Republican News · Thursday 06 July 2000

[An Phoblacht]

ESB defeats Cobh people

Democracy received a severe knock last Wednesday (28 June), when the High Court upheld the ESB's challenge to a Cork County Council decision.

In March 1999, the councillors, as a result of a very strong campaign across Cobh Island and the Cork Harbour area, adopted a Section 30 motion to overrule planning permission the council had originally granted to the ESB, in February 1997, to erect 80 pylons to carry a 220kv line from Aghada in East Cork across Cork Harbour to Rafeen. Judge Finnegan, in a reserved judgement last week, overruled the Council's Section 30 motion in favour of the ESB's Appeal.

Forty three local landowners were a notice party in the action, which has united Cobh people in protest against yet further above-ground ESB high voltage lines, which they say destroy a beautiful island, and are a health hazard to people and their livestock. As in other EU countries, the ESB should put the cabling underground.

Next stop in the campaign is a public meeting on 11 July and the return of cohorts of eco-warriors who are actively committed to preserving the environment of Cobh from the ravages of the ESB.

 

``Hugely significant'' OSPAR vote

Twelve of the 15 countries at the OSPAR Convention in Copenhagen last Thursday (29 June) called for an end to nuclear reprocessing and the implementation of dry storage.

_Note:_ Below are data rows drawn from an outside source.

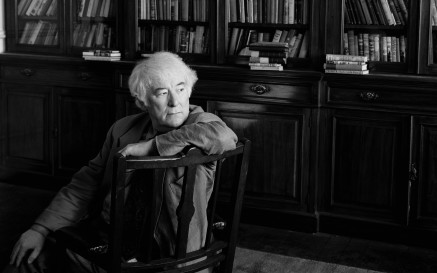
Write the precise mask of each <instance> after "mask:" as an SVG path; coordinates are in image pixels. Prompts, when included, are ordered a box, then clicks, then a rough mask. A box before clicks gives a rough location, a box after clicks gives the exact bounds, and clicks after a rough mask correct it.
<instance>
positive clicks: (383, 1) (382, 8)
mask: <svg viewBox="0 0 437 273" xmlns="http://www.w3.org/2000/svg"><path fill="white" fill-rule="evenodd" d="M380 1H381V5H382V9H383V11H384V15H385V18H386V19H387V21H388V25H390V26H392V25H396V21H395V20H394V18H393V14H392V13H391V10H390V6H389V3H388V0H380Z"/></svg>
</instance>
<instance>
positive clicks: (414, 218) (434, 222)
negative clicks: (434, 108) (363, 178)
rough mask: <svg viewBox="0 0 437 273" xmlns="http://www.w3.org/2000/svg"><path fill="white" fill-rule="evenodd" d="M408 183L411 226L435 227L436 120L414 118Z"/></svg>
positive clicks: (421, 117) (435, 210)
mask: <svg viewBox="0 0 437 273" xmlns="http://www.w3.org/2000/svg"><path fill="white" fill-rule="evenodd" d="M413 128H414V141H413V142H414V146H413V157H412V162H411V164H414V165H412V168H414V169H415V170H416V173H415V174H414V173H410V181H411V194H412V195H411V219H410V220H411V225H413V226H422V227H427V228H432V229H435V226H436V225H437V118H436V117H415V118H414V122H413ZM411 171H412V172H414V171H413V170H411Z"/></svg>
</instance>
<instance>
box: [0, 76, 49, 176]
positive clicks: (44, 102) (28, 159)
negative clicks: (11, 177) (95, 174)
mask: <svg viewBox="0 0 437 273" xmlns="http://www.w3.org/2000/svg"><path fill="white" fill-rule="evenodd" d="M2 94H3V97H2V104H1V134H0V135H1V139H0V140H1V144H2V145H1V146H2V147H1V148H2V165H3V166H5V167H7V168H13V169H20V170H26V171H34V172H39V173H47V174H50V173H51V170H52V155H51V134H50V123H51V121H50V109H51V104H52V101H51V89H50V88H48V87H43V86H39V87H38V88H35V86H30V85H21V84H4V85H3V92H2Z"/></svg>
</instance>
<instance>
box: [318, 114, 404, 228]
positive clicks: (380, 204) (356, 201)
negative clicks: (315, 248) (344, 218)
mask: <svg viewBox="0 0 437 273" xmlns="http://www.w3.org/2000/svg"><path fill="white" fill-rule="evenodd" d="M328 122H329V125H328V134H329V135H330V138H329V139H330V141H331V153H330V154H331V162H330V176H329V182H328V183H326V184H324V185H322V187H324V193H323V195H324V196H323V199H324V201H323V205H322V210H323V211H327V212H330V213H335V214H342V215H345V216H352V217H364V218H372V219H380V220H387V221H394V222H400V221H404V219H405V217H406V211H405V209H406V208H405V205H404V204H405V202H406V196H407V182H408V178H407V177H408V149H407V148H406V147H408V140H409V134H408V132H409V119H408V116H406V115H405V116H404V115H394V114H393V115H392V114H384V113H382V114H380V113H373V112H364V111H363V112H354V111H332V112H331V113H330V115H329V118H328Z"/></svg>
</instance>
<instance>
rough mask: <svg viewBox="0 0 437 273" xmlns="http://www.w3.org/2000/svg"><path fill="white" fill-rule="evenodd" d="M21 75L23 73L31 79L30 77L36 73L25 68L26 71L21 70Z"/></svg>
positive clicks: (25, 70) (30, 70) (24, 74)
mask: <svg viewBox="0 0 437 273" xmlns="http://www.w3.org/2000/svg"><path fill="white" fill-rule="evenodd" d="M20 73H21V74H22V75H24V76H26V77H30V76H32V75H33V74H35V71H33V70H32V69H30V68H25V69H23V70H21V71H20Z"/></svg>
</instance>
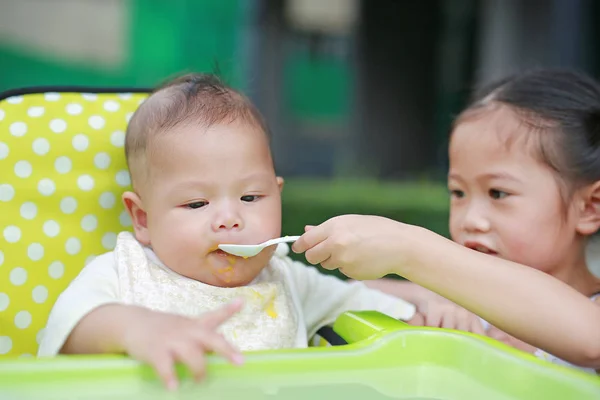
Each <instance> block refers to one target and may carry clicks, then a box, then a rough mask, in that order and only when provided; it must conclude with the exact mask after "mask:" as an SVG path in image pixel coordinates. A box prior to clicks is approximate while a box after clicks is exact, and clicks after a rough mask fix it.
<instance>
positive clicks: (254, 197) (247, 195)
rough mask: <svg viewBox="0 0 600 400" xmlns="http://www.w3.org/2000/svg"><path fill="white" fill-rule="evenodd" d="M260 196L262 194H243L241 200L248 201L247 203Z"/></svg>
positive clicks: (249, 202)
mask: <svg viewBox="0 0 600 400" xmlns="http://www.w3.org/2000/svg"><path fill="white" fill-rule="evenodd" d="M259 198H260V196H257V195H247V196H242V198H241V200H242V201H244V202H246V203H252V202H253V201H256V200H258V199H259Z"/></svg>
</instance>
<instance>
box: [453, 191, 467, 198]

The decision left Britain and France, which continue to spew millions of litres of radioactive waste into the sea, polluting the North East Atlantic Marine environment, from their state-owned reprocessing facilities at La Hague and Sellafield, politically isolated.

Although the UK and France will argue that they are not bound by the decision, which they (and Luxembourg) didn't support, the vote has been hailed as a major landmark in the battle to force BNFL to shut down the British government's reprocessing facility. At present, BNFL has undertaken to bring radioactive discharges into the sea `close to zero' by 2020.

A Greenpeace poll showed 9 out of 10 British adults believed that Sellafield's radioactive waste discharges into the sea should be stopped.

 

Silvermines lead pollution

A report from inter-agency experts has confirmed what local people knew already, that Mogul Ireland's tailing pond from their mining operations at Silvermines, County Tipperary, has polluted the environment, including the local National School Playground, with lead. The long awaited report was presented last week (27 June) to an angry meeting of 300 people.

Aidan Murray, a Department of Agriculture officer chairing the inter-agency investigation, says that Mogul, now a subsidiary of Ennex Int., will be liable, under terms of its lease, for the damage.

But Anne Butler, director of the EPA, claims that the report's findings have not shown any shortcomings in environmental monitoring, and the cattle deaths resulting from lead poisoning, (at least three) ``were not on a major scale''.

This does little to assuage the fears of the villagers at Silvermines that the EPA can be relied on to throw out, once and for all, US Waste Management Inc.'s plans for a super dump at the old mine above the village. Controversy over government plans for regional incineration plants only reinforce these fears.

 

WHO calls for research into mobile phone use

Protestors against mobile phone masts and base stations can take heart.

The World Health Organisation, in a landmark decision last Wednesday, 26 June, called for more research into the recent findings that the use of mobile telephones may have adverse effects on brain activity, reaction times and sleep patterns.

Current research indicates that mobiles phones do affect some medical devices, including pacemakers and hearing aids. Researchers are not sure what to make of the results of the 1997 research showing that radio frequency fields increased the rate by which genetically engineered mice developed lymphoma.

Meanwhile the WHO has recommended limiting exposure times through use of mobile phone, especially by children.

There are expected to be 1.6 billion users of mobile phones worldwide by 2006.